Ebenso unkompliziert wie Sugru appliziert wird, lässt sich die Reparaturmasse wieder entfernen. Einmal ausgehärtet, kann sie vom Gegenstand weggeschnitten werden, meist ohne Spuren zu hinterlassen. Und mindestens drei Jahre scheint die Innovation unter mitteleuropäischen Klimabedingungen haltbar sowie UV-resisteent zu sein. Allerdings: Wenn die Masse zu stark überhitzt wird, dann kann Sugru krümelig werden und abfallen – jedoch ohne Gesundheitsgefahr, wie man bei FormFormForm betont.

Marketing per Blogger

Die kleine britische Start-up-Firma will ihre Klebemasse Sugru so bedeutend und unentbehrlich machen wie die gelben Post-it-Zettel. Schon sind das Wirtschaftsmagazin «The Economist» und das «Time» auf die Innovation aufmerksam geworden.

Sugru ist ein Produkt des Social Media. Als die irisch-stämmige Kunststudentin Jane Ni Dhulchaointigh 2003 begann, mit leicht formbarem, haltbarem und attraktiv aussehendem Material zu experimentieren, interessierte sich kein einziger Investor für sie.

Erst 2009 konnte sie das Produkt mit Hilfe eines einzigen privaten Investors auf den Markt bringen. Der Start: Eine Website und ein Versand an ausgewählte Technologie-Blogger. Diese begannen die Website zu verlinken. Und so kam es, dass Jane Ni Dhulchaointigh ihre erste Monatsproduktion von 1000 Packungen Sugru innert sechs Stunden in 21 Länder verkaufte.
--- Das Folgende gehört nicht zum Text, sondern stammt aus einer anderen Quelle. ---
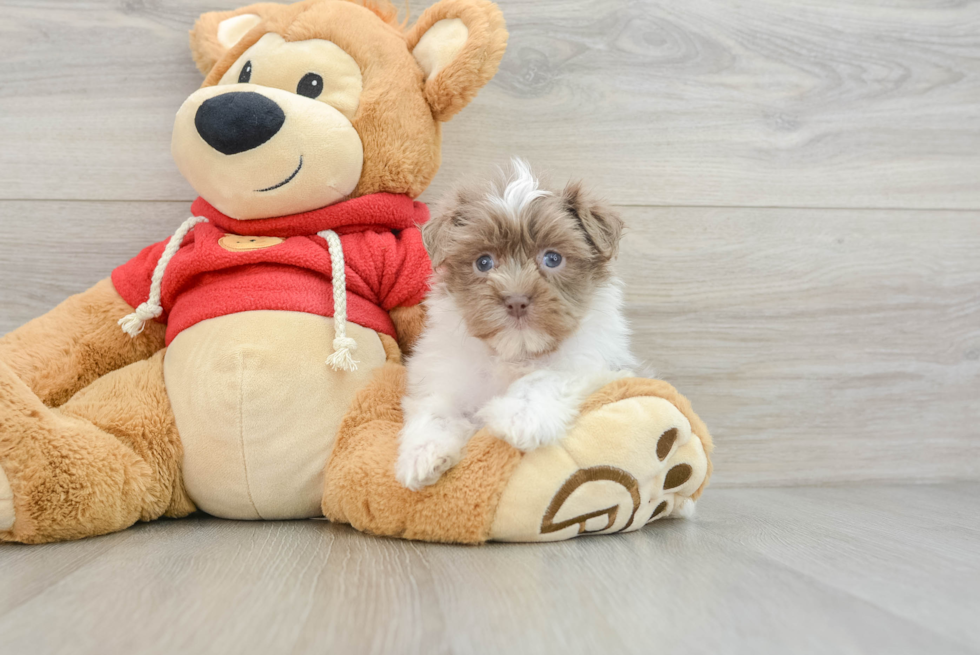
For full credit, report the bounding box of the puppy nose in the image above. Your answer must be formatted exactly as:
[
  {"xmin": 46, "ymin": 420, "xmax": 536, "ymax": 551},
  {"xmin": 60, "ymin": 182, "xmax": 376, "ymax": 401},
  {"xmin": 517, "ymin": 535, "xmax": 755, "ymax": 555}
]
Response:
[
  {"xmin": 504, "ymin": 296, "xmax": 531, "ymax": 318},
  {"xmin": 194, "ymin": 91, "xmax": 286, "ymax": 155}
]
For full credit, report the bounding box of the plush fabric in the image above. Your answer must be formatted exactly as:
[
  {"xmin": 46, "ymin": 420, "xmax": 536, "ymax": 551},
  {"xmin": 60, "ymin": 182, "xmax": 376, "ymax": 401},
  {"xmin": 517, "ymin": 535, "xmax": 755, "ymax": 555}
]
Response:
[
  {"xmin": 165, "ymin": 311, "xmax": 388, "ymax": 519},
  {"xmin": 323, "ymin": 364, "xmax": 521, "ymax": 543},
  {"xmin": 0, "ymin": 280, "xmax": 165, "ymax": 407},
  {"xmin": 0, "ymin": 351, "xmax": 194, "ymax": 543},
  {"xmin": 0, "ymin": 0, "xmax": 712, "ymax": 544},
  {"xmin": 112, "ymin": 194, "xmax": 430, "ymax": 345},
  {"xmin": 323, "ymin": 363, "xmax": 710, "ymax": 544},
  {"xmin": 408, "ymin": 0, "xmax": 507, "ymax": 121}
]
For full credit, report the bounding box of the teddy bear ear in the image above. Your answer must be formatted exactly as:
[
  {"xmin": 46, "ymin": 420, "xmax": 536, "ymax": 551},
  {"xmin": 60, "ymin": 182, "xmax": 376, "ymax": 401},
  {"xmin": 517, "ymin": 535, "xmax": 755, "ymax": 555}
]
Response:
[
  {"xmin": 407, "ymin": 0, "xmax": 507, "ymax": 121},
  {"xmin": 191, "ymin": 2, "xmax": 284, "ymax": 75}
]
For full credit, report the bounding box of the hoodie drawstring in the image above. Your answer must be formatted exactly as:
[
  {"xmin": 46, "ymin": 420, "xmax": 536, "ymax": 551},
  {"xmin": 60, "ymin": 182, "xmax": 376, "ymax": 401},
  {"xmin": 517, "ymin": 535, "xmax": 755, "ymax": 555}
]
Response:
[
  {"xmin": 119, "ymin": 216, "xmax": 208, "ymax": 339},
  {"xmin": 317, "ymin": 230, "xmax": 358, "ymax": 371}
]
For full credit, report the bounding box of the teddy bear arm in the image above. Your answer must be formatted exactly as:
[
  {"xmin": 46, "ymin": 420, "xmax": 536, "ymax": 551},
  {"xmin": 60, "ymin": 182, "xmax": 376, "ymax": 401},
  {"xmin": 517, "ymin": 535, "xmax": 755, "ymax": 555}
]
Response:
[{"xmin": 0, "ymin": 279, "xmax": 166, "ymax": 407}]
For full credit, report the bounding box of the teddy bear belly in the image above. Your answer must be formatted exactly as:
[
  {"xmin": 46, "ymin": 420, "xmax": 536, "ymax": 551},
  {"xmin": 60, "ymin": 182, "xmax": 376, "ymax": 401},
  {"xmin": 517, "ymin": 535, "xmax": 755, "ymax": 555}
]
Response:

Kreationen landen im Internet

Inzwischen ist nicht nur die Facebook-Community auf über 10 000 Fans angewachsen, die regelmässig Bilder und Ideen einsenden – vom Eierhalter bis zum Laserschwert. Ebenso haben sich weitere Investoren ans Projekt gehängt.

Ni Dhulchaointighs Firma beschäftigt heute 22 Angestellte und hat eine Vertretung in den USA eröffnet. Nebst dem Online-Verkauf soll auch der Absatz in Geschäften vorangetrieben werden. Letztere macht inzwischen ein Viertel des Umsatzes aus. Gesamthaft soll der letztjährige Absatz von 700 000 £ (1 Million Franken) heuer mehr als verdoppelt werden.

Sugrus Onlineshop liefert die Klebemasse in verschiedenen Packungsgrössen auch in die Schweiz.